Similar to the way Solvency II affects how insurance companies should treat their investments in alternatives, banks are governed in this respect by the Basel standards, with the latest version – Basel III – due to come into effect sometime in or before 2018. A voluntary global regulation designed in response to the banking chaos of 2008 and 2009, Basel III is intended to ensure banks’ capital is strengthened and risk is weighted properly. 
 
Lawyers say Basel III, as conceived today, requires banks to hold more regulatory capital against equity investments in private funds. This is particularly the case for funds that do not issue financial reports at the same frequency as the bank prepares its own reports. Because of the perceived greater risk of less frequent reporting, banks would need to take a slightly more risk-adverse approach in calculating their exposure to such funds. In other words, if a private equity firm is only reporting quarterly and the bank reports more regularly than that, the bank might have to hold more risk capital against that exposure. 
 
Three approaches 
 
The revised policy framework from the Basel Committee on Banking Supervision presents three different approaches for calculating the amount of regulatory capital a bank needs to hold in respect to private funds (including real estate). “This hierarchy of approaches provides varying degrees of risk sensitivity and has been adopted to incentivize due diligence by banks and transparent reporting by the funds in which they invest,” the Basel Committee states in its missive accompanying the detail.
 
Experts that spoke with PERE simplify the three approaches by interpreting them according to how much regulatory capital each might require a bank to put aside.

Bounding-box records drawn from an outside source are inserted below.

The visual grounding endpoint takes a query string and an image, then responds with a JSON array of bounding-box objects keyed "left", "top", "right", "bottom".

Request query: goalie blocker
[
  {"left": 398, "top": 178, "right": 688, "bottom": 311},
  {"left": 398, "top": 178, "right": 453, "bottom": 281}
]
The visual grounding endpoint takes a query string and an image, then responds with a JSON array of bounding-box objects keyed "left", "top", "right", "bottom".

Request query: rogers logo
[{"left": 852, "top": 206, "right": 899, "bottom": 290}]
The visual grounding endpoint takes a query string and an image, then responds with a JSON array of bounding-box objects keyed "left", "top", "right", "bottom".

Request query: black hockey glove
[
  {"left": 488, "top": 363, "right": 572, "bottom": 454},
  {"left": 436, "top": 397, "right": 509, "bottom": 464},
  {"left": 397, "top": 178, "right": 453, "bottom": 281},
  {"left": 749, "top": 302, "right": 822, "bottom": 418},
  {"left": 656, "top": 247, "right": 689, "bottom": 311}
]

They are known as the ‘look-through’ approach, the ‘mandate-based’ approach and the ‘fall-back’ approach. 
 
The look-through approach is the one that, at the end of the calculation, probably requires the least regulatory capital to be held. However, it requires there to be a lot of information from the fund to the bank, such that the bank can look through to its underlying exposure to the fund’s investments rather than just the exposure to the fund itself.
 
By contrast, the mandate-based approach means looking at the level of exposure of the bank to the fund rather than to its underlying investments. This approach takes into account risk weightings based on various information.
 
The third approach – the ‘fall-back’ – is the most painful in terms of regulatory capital required. It is used when neither of the other two approaches are feasible. In this case, a 1,250 percent risk weighting is applied to the bank’s equity investment. 
 
This approach, says Macfarlanes’ Ellison, “could be seen as somewhat punitive. The message to banks is: ‘If you don’t (or are unable to) assess the risks to which this exposes you, then it could become a rather painful investment’.”
 
Clearly, applying a 1,250 percent charge would end up being a large number and could make banks reluctant to invest in funds when they are forced to adopt this approach. According to Ellison, this change may come as something of a surprise to banks that are invested in funds because, up until now, they have been able to use either the standardized approach under the existing regime, which in some cases allows them to adopt a lighter risk weighting, or they have used an advanced approach if they are a globally systemic bank. The latter scenario has enabled such banks to come up with their own models to weigh risk.
 
While the new regulations only apply to holdings in funds that are not on a bank’s trading books, the Basel Committee on Banking Supervision has stated that it is mindful of the need to avoid a disparate treatment between the banking book and trading book, implying that a similar regime may be applied to the trading book in the future. 
 
So, just how significant are banks’ balance sheets in the universe of private equity and real estate investors? It is a question for which there doesn’t seem to be a ready answer, although new rules auger the pool of banks as LPs shrinking.